When my wife retired, she decided that she no longer wanted to be required to cook
everyday either for herself or both of us or for others unless it was a special holiday like Thanksgiving or Christmas.  Up until that point-in-time, my cooking interests were just for fun...  like making soup, biscuits, or cooking a hamburger.

So, if I wanted to eat, I had to start cooking for myself whether I liked it or not...  and, so I adopted the daily or every other day cooking routine so that I would have something to eat other than making a sandwich, cooking a burger, eggs, or oatmeal.

My base of ingredients was:  onions, garlic, peppers, celery, pepper, and olive oil

Once those were in a pot cooking, I typically added all sorts of different kinds of beans, such as:  white beans, navy beans, black beans, pinto beans and/or veges like:  broccoli, squash, zucchini, peas, or limas.  To this mixture, I would add white rice (basmati) or very thin spaghetti noodles.

Not too long ago, I made lasagna with Turkey Burgers and except forgetting to cook the noodles before I put them in a glass container and into the oven, everything went ok and the damn thing tasted pretty good.

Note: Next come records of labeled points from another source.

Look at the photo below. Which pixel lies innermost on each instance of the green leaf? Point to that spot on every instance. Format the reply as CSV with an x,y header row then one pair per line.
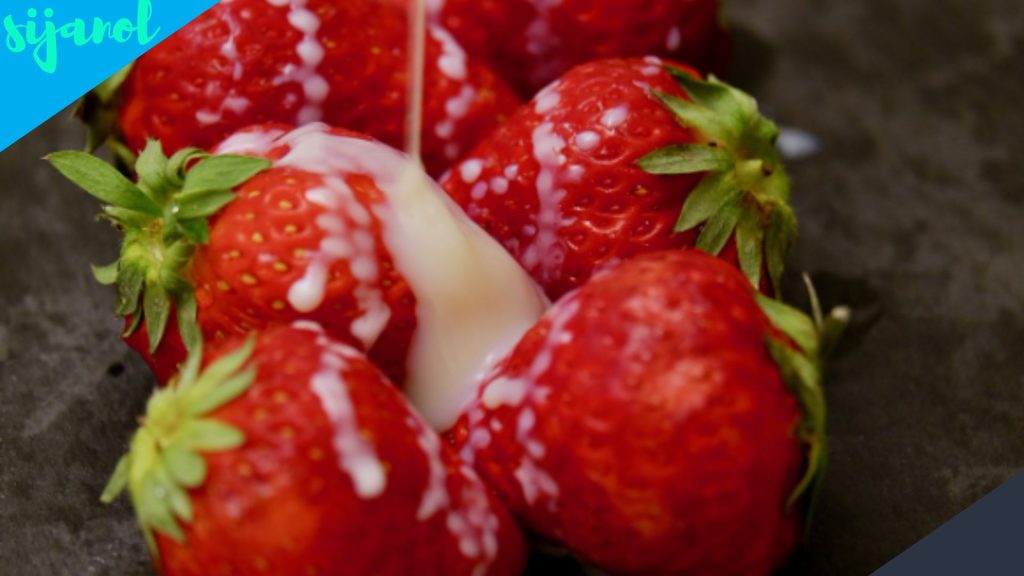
x,y
687,159
184,465
708,93
209,436
196,230
721,224
779,238
713,192
152,168
203,204
750,244
154,506
706,124
792,322
223,393
118,482
127,218
108,276
130,281
157,305
188,327
101,180
224,367
222,172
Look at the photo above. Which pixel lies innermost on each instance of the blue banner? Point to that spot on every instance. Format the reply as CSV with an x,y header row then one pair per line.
x,y
987,538
55,50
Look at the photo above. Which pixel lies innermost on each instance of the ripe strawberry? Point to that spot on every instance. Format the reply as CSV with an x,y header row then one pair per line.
x,y
292,454
247,62
646,425
532,42
314,223
628,156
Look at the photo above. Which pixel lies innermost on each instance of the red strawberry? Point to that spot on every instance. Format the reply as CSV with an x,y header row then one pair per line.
x,y
645,424
247,62
531,42
292,454
334,228
628,156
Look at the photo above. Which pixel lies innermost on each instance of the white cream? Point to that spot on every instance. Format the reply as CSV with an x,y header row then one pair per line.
x,y
470,518
547,252
526,394
453,58
310,52
588,139
614,117
473,300
355,455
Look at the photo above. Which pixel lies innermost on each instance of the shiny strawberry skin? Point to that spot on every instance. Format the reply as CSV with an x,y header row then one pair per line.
x,y
531,42
282,503
240,64
611,209
643,424
260,245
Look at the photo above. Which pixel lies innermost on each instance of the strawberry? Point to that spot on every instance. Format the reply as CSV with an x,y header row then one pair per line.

I've also made bread in a Dutch Oven and cooked a whole chicken in an Instant Pot.

I've cut my fingers several times while chopping up stuff and while I have never made anything too complicated, I am not afraid to cook other than cooking on a grill where it is difficult to gauge cooking times without a temperature probe or plenty of experience.

I don't use a whole lot of spices nor do I fully understand combinations of foods or how to offset one taste with another...  I watch cooking shows and they explain stuff like that from time-to-time but it does not sink in.

Maybe one day I will attend a cooking class.